Tips for cooking beans

  • 1 lb dry beans = 2 cups dry beans = 5 cups cooked beans
  • 1 16oz can (drained) = 1 2/3 cup beans
  • Dry beans expand to about 2½ times their original size when soaked.
  • To avoid broken or mushy legumes, boil gently and stir very little.
  • Lentils and split peas do not need to be soaked.
  • At high altitudes beans will take longer to cook.
  • Taste test beans often for desired tenderness.
  • Foods containing acid such as tomatoes, chili sauce, lemon juice, vinegar or catsup will slow the cooking and softening of beans. Add these items last so they will not prolong cooking time.
  • Freezing Beans:  Slightly undercook beans you will freeze. Cool quickly, uncovered, seal and freeze. When thawing, beans will keep their shape better if thawed slowly.
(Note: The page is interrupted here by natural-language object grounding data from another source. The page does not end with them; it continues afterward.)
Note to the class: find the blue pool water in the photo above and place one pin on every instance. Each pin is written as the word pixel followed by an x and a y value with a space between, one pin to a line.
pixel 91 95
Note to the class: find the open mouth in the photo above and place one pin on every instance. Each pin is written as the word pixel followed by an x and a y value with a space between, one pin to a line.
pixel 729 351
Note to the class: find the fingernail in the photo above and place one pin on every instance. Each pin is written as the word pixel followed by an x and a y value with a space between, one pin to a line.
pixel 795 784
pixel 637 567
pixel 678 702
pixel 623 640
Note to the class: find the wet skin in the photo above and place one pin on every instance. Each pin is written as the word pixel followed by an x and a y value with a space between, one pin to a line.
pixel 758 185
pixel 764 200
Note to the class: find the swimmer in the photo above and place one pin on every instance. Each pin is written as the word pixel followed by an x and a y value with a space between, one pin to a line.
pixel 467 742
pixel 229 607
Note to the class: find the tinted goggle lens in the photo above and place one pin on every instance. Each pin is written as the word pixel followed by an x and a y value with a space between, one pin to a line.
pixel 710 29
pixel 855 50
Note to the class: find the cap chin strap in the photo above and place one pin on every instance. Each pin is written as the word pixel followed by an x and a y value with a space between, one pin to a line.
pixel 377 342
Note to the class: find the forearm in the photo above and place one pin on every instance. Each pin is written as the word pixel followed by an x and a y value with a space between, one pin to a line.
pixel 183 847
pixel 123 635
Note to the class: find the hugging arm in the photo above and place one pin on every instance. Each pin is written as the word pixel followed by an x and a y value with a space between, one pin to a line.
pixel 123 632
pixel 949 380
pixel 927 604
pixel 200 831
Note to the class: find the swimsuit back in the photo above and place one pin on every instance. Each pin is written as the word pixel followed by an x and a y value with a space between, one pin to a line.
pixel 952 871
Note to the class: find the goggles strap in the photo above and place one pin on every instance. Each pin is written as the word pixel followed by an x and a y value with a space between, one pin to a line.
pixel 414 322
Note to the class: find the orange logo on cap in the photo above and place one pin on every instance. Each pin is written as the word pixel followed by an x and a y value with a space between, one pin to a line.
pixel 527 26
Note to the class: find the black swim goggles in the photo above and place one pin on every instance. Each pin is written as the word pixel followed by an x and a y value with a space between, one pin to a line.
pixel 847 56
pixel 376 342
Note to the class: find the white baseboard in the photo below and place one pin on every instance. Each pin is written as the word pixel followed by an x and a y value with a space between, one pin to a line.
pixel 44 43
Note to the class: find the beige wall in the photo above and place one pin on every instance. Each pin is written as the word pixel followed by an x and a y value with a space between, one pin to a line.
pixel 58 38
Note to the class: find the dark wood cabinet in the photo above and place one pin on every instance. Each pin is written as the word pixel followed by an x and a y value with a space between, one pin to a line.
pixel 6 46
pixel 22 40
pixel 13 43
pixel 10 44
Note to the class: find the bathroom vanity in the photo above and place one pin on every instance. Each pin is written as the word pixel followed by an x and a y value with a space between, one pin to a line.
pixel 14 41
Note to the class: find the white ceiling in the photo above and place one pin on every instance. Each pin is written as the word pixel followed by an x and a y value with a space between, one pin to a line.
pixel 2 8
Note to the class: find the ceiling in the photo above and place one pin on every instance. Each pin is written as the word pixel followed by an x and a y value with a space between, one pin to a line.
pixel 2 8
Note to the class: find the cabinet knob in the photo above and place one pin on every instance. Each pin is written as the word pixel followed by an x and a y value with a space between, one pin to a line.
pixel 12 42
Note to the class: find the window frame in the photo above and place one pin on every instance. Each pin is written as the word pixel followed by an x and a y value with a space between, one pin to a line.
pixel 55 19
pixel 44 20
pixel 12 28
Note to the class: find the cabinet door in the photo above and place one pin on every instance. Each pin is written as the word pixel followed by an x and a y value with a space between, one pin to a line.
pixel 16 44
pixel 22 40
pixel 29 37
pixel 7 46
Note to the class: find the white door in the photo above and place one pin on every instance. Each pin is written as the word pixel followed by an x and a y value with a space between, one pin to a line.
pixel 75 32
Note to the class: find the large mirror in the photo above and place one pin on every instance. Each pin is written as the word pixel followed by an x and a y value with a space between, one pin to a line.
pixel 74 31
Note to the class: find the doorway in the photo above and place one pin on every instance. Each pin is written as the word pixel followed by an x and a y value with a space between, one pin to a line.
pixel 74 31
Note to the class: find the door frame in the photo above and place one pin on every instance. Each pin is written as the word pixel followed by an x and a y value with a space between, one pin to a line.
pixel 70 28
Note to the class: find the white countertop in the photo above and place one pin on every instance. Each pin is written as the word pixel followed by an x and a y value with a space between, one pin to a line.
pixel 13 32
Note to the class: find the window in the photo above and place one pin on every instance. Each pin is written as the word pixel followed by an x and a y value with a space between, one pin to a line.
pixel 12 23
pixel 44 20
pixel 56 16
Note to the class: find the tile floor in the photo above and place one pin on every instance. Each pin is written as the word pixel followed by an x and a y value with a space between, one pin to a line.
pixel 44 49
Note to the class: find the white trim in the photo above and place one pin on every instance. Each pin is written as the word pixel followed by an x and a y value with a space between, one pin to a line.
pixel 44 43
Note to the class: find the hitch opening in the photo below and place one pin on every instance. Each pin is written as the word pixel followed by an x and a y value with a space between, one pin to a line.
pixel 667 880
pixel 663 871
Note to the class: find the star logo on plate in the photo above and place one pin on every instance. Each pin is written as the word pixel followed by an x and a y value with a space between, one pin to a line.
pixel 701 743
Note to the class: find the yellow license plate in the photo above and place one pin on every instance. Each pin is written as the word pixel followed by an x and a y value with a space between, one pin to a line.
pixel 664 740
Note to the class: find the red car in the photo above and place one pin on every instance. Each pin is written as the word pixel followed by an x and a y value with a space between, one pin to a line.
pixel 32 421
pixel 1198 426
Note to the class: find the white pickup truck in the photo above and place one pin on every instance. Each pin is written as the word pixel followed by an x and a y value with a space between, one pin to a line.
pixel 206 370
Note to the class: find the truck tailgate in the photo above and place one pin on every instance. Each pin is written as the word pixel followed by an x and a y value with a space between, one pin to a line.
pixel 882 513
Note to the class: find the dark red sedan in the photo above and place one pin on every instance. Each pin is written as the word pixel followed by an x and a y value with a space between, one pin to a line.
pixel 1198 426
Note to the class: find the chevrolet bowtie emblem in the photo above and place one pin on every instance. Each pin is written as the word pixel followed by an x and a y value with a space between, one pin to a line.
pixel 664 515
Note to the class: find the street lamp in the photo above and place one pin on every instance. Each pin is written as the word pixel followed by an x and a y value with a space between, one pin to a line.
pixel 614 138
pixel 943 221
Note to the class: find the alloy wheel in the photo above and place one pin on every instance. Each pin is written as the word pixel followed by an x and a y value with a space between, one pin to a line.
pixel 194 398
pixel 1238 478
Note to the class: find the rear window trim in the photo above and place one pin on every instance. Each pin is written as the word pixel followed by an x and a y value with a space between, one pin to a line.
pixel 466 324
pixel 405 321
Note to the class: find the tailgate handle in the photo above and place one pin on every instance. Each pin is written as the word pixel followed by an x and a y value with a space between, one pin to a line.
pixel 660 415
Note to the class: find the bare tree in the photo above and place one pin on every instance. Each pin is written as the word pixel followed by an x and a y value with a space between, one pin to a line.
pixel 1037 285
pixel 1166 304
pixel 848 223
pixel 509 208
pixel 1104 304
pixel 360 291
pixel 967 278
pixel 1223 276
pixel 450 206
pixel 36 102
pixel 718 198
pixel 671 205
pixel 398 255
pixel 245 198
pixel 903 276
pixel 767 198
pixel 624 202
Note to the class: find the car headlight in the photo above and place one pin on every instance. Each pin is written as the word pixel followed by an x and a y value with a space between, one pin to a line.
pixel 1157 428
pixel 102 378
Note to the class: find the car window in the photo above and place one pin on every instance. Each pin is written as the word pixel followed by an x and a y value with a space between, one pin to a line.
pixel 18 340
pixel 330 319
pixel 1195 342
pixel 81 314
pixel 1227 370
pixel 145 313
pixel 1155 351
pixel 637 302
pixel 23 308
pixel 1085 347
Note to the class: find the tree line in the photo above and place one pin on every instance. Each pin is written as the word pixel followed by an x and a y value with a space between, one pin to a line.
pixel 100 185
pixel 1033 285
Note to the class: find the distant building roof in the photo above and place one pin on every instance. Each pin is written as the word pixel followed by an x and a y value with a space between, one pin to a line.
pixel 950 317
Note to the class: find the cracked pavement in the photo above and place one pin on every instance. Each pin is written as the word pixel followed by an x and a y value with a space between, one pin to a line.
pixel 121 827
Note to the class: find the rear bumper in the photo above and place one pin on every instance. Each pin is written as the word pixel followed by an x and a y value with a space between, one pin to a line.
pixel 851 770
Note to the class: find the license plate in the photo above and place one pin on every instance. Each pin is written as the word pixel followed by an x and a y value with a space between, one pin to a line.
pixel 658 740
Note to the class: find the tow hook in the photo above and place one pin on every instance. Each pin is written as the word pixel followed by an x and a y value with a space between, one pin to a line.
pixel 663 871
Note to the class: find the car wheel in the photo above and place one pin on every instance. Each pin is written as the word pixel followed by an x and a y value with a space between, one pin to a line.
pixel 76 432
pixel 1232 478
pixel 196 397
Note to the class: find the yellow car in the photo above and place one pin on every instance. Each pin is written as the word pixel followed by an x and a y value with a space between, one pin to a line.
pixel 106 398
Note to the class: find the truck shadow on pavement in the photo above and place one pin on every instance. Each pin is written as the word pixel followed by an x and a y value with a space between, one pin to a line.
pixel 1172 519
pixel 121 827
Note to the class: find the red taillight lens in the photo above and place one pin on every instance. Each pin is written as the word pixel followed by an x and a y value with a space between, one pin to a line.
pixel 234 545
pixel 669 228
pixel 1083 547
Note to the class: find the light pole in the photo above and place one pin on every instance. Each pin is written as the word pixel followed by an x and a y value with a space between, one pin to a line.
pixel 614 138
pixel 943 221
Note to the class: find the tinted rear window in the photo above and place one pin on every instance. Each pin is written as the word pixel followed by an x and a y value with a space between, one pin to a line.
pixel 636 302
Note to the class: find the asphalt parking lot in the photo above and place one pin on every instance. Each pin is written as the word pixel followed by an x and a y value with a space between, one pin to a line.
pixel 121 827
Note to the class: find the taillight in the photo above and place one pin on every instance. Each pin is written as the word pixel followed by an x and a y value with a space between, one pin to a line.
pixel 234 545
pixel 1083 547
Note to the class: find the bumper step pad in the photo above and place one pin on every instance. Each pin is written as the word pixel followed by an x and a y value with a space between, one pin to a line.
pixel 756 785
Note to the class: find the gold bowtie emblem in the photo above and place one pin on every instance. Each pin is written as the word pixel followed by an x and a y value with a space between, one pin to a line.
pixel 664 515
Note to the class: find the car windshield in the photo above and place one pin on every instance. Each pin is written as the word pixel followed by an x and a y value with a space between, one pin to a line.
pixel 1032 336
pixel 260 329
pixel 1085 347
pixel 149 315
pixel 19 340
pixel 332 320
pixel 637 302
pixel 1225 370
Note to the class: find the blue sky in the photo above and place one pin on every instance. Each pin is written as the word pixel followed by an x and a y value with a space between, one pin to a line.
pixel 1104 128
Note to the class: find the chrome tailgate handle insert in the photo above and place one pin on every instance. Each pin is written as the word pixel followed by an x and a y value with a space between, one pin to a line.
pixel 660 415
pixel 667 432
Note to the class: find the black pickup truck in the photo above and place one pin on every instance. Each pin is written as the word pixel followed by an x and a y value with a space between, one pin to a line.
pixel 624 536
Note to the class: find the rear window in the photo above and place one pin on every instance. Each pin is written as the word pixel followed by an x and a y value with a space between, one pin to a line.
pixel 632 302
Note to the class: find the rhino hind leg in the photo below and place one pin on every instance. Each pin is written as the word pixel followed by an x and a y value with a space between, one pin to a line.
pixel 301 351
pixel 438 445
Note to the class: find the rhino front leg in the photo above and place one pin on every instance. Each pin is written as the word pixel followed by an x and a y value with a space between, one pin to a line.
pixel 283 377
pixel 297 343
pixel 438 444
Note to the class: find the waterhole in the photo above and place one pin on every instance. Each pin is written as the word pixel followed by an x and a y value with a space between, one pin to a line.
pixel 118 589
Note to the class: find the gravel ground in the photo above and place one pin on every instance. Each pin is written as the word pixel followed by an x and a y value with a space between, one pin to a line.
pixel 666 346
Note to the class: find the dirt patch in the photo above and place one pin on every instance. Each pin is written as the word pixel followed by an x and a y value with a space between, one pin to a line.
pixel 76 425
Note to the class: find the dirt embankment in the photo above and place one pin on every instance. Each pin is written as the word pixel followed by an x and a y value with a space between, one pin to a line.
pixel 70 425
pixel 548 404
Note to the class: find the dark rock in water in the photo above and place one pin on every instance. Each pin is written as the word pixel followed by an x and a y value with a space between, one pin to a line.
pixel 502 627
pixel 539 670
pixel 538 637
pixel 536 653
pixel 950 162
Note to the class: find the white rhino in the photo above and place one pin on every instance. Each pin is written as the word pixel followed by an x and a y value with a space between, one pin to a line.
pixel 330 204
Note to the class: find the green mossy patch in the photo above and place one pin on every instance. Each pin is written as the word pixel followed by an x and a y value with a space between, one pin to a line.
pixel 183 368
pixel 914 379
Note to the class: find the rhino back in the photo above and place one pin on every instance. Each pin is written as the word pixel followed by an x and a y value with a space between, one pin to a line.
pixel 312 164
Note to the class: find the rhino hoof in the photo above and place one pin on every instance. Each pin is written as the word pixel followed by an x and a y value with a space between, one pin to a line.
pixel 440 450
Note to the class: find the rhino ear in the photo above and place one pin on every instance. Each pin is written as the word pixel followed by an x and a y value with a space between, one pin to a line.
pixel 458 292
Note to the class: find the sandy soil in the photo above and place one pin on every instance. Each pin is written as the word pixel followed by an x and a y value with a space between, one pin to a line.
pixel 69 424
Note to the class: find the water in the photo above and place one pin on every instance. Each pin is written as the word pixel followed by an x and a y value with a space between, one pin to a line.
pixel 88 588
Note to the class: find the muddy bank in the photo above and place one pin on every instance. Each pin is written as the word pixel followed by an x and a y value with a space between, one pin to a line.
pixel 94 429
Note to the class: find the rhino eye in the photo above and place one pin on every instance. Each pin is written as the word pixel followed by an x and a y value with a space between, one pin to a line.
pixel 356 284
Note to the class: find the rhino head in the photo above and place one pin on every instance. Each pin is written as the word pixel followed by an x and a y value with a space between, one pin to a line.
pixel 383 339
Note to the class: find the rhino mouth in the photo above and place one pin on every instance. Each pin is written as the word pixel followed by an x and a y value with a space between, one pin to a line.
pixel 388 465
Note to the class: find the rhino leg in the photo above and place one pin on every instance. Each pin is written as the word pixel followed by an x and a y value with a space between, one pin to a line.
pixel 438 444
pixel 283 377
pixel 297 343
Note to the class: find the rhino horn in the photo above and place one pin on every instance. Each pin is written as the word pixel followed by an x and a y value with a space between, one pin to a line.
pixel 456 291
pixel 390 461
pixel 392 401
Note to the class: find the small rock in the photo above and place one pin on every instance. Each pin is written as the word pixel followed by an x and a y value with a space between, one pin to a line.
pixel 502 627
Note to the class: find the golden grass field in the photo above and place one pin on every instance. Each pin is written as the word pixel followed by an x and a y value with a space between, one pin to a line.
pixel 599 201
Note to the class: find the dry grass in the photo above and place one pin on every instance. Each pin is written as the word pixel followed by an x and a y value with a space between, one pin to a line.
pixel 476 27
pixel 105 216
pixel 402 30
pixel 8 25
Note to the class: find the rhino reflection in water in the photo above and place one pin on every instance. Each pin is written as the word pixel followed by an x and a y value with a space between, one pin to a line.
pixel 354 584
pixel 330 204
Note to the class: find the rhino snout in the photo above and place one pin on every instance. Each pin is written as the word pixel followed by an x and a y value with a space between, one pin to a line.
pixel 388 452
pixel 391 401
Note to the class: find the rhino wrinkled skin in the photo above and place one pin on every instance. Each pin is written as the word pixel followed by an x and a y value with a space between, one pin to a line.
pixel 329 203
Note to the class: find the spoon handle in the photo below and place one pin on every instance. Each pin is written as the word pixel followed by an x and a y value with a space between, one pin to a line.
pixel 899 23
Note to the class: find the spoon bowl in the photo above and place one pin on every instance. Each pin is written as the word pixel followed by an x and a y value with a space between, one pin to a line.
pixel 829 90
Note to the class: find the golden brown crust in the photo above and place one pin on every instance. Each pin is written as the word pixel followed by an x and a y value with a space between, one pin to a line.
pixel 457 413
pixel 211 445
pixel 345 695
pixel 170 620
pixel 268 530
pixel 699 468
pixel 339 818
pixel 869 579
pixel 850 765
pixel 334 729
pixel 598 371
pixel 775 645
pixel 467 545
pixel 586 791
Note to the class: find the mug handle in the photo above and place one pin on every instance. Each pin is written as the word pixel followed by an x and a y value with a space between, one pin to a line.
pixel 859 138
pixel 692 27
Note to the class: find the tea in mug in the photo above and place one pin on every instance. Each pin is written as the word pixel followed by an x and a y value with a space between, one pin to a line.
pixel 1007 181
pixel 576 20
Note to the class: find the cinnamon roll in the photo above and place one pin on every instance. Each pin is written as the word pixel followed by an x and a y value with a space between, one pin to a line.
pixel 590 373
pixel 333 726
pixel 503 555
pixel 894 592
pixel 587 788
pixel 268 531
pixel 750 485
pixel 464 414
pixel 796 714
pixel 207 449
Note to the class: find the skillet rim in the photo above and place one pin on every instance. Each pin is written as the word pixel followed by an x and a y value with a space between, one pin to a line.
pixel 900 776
Cooked beans will keep from 4 to 6 months in a freezer, one year in a deep freeze (0°C), or up to one week in a refrigerator.
  • Flavoring Beans:  Salt may be added at any time during cooking. Add about one teaspoon salt per cup of dry beans if no other salty food is being added. For “savory” beans add one teaspoon oil, two teaspoons onion salt, ¼ teaspoon garlic salt, one tablespoon chicken stock base and ¼ teaspoon white pepper for each pound (2 cups dry) beans.

Why should meat and poultry be lean or low-fat?

Saturated fats

  • Diets that are high in saturated fats raise “bad” cholesterol levels in the blood. The “bad” cholesterol is called LDL (low-density lipoprotein) cholesterol. High LDL cholesterol, in turn, increases the risk for coronary heart disease. 
  • Some food choices in the protein food group are high in saturated fat. These include fatty cuts of beef, pork, and lamb; regular (75% to 85% lean) ground beef; regular sausages, hot dogs, and bacon; some luncheon meats such as regular bologna and salami; and some poultry, such as duck. To help keep blood cholesterol levels healthy, limit the amount of these foods you eat.


  • Diets that are high in cholesterol can raise LDL cholesterol levels in the blood.
  • Cholesterol is only found in foods from animal sources. Some foods from this group are high in cholesterol. These include egg yolks (egg whites are cholesterol-free) and organ meats such as liver and giblets. To help keep blood cholesterol levels healthy, limit the amount of these foods you eat.


  • A high intake of fats makes it difficult to avoid consuming more calories than are needed which can cause excessive weight gain.

Why is it important to eat 8 ounces of seafood per week?

Seafood contains a range of nutrients, notably the omega-3 fatty acids, EPA and DHA. Eating about 8 ounces per week of a variety of seafood contributes to the prevention of heart disease. Smaller amounts of seafood are recommended for young children.

Seafood varieties that are commonly consumed in the United States that are higher in EPA and DHA and lower in mercury include:

  • Salmon
  • Anchovies
  • Herring
  • Sardines
  • Pacific oysters
  • Trout
  • Atlantic and Pacific mackerel (not king mackerel, which is high in mercury)

The health benefits from consuming seafood outweigh the health risks associated with mercury, a heavy metal found in seafood in varying levels.